Allegro.cc - Online Community

Allegro.cc Forums » Off-Topic Ordeals » Don't make my mistake!

This thread is locked; no one can reply to it. rss feed Print
 1   2 
Don't make my mistake!
Chris Katko
Member #1,881
January 2002
avatar

Luckily, this wasn't a difficult bug to track down because my framework was a prototype and concise.

I've gotten into the bad habit of using std::vector even when a std::list will do. Mistakenly thinking that a vector was valid in all cases a list would be, but only slower. I filed that under leaving optimization to the end of development.

Unfortunately, if you're using an iterator, and you add to a vector? The iterators become invalid. Any time the vector grows beyond it's internal size (which is implementation dependent), it will reallocate a whole new array and copy the old over. New array means completely new addresses that the iterators don't know about. Which makes sense, but that can become encapsulated from your mind if you're not careful!

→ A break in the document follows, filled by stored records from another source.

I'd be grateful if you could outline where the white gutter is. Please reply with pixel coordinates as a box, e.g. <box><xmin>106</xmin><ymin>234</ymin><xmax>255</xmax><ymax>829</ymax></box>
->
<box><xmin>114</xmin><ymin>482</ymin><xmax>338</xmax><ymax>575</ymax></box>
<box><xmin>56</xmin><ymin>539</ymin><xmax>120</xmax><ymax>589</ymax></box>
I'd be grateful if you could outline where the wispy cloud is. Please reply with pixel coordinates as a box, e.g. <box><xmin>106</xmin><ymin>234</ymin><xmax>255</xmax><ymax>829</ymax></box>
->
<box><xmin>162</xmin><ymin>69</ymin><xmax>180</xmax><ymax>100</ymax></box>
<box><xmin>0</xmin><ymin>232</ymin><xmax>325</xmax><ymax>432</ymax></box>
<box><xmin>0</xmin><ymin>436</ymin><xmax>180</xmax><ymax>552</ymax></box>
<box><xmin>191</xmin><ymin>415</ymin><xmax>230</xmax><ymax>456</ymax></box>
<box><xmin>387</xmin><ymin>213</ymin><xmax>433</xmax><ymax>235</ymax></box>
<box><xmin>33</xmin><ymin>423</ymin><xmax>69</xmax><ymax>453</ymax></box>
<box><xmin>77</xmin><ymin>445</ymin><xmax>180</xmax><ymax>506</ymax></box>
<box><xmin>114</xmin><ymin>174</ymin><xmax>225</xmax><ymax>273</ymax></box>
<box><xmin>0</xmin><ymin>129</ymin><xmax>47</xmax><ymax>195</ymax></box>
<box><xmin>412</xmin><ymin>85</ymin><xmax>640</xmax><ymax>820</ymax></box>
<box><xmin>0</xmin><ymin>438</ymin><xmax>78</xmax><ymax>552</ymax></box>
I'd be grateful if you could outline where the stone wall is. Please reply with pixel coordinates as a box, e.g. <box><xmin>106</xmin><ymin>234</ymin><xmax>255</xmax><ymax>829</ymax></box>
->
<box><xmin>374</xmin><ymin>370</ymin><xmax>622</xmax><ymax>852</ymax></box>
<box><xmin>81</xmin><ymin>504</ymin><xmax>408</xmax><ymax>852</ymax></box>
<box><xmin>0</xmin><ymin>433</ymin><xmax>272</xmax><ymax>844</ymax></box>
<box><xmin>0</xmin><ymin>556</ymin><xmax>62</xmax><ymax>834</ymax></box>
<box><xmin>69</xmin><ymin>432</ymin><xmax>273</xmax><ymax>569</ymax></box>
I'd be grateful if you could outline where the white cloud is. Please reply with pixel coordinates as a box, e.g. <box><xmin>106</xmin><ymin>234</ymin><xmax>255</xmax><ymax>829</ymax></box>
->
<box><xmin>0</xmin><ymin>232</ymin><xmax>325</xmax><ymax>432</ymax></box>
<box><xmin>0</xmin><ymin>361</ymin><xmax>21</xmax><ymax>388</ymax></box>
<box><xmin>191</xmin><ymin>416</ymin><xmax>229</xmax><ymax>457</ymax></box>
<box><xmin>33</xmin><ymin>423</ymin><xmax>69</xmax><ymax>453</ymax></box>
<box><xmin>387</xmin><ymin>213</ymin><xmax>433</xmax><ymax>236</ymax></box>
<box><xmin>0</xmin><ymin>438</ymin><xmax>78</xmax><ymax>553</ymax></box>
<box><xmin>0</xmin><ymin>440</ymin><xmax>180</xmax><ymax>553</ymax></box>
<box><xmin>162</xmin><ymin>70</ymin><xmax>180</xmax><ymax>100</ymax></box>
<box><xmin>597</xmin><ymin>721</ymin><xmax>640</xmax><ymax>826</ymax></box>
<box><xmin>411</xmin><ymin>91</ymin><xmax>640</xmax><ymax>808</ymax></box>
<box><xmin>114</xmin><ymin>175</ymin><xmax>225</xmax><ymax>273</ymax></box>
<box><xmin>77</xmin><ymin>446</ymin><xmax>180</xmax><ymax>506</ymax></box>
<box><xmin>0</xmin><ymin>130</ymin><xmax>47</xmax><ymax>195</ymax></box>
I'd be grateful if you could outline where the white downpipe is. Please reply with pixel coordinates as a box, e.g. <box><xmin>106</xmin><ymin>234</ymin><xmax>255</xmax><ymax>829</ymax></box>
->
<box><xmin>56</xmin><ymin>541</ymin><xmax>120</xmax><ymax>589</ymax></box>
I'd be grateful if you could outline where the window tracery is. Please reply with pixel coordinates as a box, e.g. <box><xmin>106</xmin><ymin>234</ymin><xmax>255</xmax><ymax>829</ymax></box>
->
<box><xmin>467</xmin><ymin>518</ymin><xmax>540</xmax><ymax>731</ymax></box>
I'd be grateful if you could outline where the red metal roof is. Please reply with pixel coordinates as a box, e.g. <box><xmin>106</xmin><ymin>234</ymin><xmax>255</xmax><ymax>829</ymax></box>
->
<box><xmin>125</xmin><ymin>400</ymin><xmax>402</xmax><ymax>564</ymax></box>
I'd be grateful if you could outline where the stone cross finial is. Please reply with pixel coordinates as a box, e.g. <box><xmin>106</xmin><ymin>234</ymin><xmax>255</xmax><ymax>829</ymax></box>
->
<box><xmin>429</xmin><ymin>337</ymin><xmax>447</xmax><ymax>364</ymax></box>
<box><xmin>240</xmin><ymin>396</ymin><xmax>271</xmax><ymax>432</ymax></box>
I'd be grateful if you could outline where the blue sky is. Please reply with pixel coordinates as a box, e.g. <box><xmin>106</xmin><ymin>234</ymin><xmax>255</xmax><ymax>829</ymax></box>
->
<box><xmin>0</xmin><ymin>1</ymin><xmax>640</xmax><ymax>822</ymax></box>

Here's a relevant stack overflow.

I had a hallway traversal algorithm using std::vector that tracked multiple points on a grid and added points as they found additional branches. This quickly blew up in my face once the hallways became more numerous.

-----sig:
“Programs should be written for people to read, and only incidentally for machines to execute.” - Structure and Interpretation of Computer Programs
"Political Correctness is fascism disguised as manners" --George Carlin

Thomas Fjellstrom
Member #476
June 2000
avatar

You're not supposed to store iterators, and modifying the container while iterating is normally frowned upon. ;)

--
Thomas Fjellstrom - [website] - [email] - [Allegro Wiki] - [Allegro TODO]
"If you can't think of a better solution, don't try to make a better solution." -- weapon_S
"The less evidence we have for what we believe is certain, the more violently we defend beliefs against those who don't agree" -- https://twitter.com/neiltyson/status/592870205409353730

Chris Katko
Member #1,881
January 2002
avatar

I don't store iterators. And I'm not really sure how one is supposed to have a list of containers and not be able to modify them.

-----sig:
“Programs should be written for people to read, and only incidentally for machines to execute.” - Structure and Interpretation of Computer Programs
"Political Correctness is fascism disguised as manners" --George Carlin

Thomas Fjellstrom
Member #476
June 2000
avatar

You can modify them, but not while you're iterating over the entire thing :P

Sure it can be done, but it's a pain in the ass. Some languages actually forbid it. IIRC ObjC stuff will throw an exception if you attempt to modify a container when an iterator is open.

--
Thomas Fjellstrom - [website] - [email] - [Allegro Wiki] - [Allegro TODO]
"If you can't think of a better solution, don't try to make a better solution." -- weapon_S
"The less evidence we have for what we believe is certain, the more violently we defend beliefs against those who don't agree" -- https://twitter.com/neiltyson/status/592870205409353730

Chris Katko
Member #1,881
January 2002
avatar

Wow, I didn't realize that was such an issue.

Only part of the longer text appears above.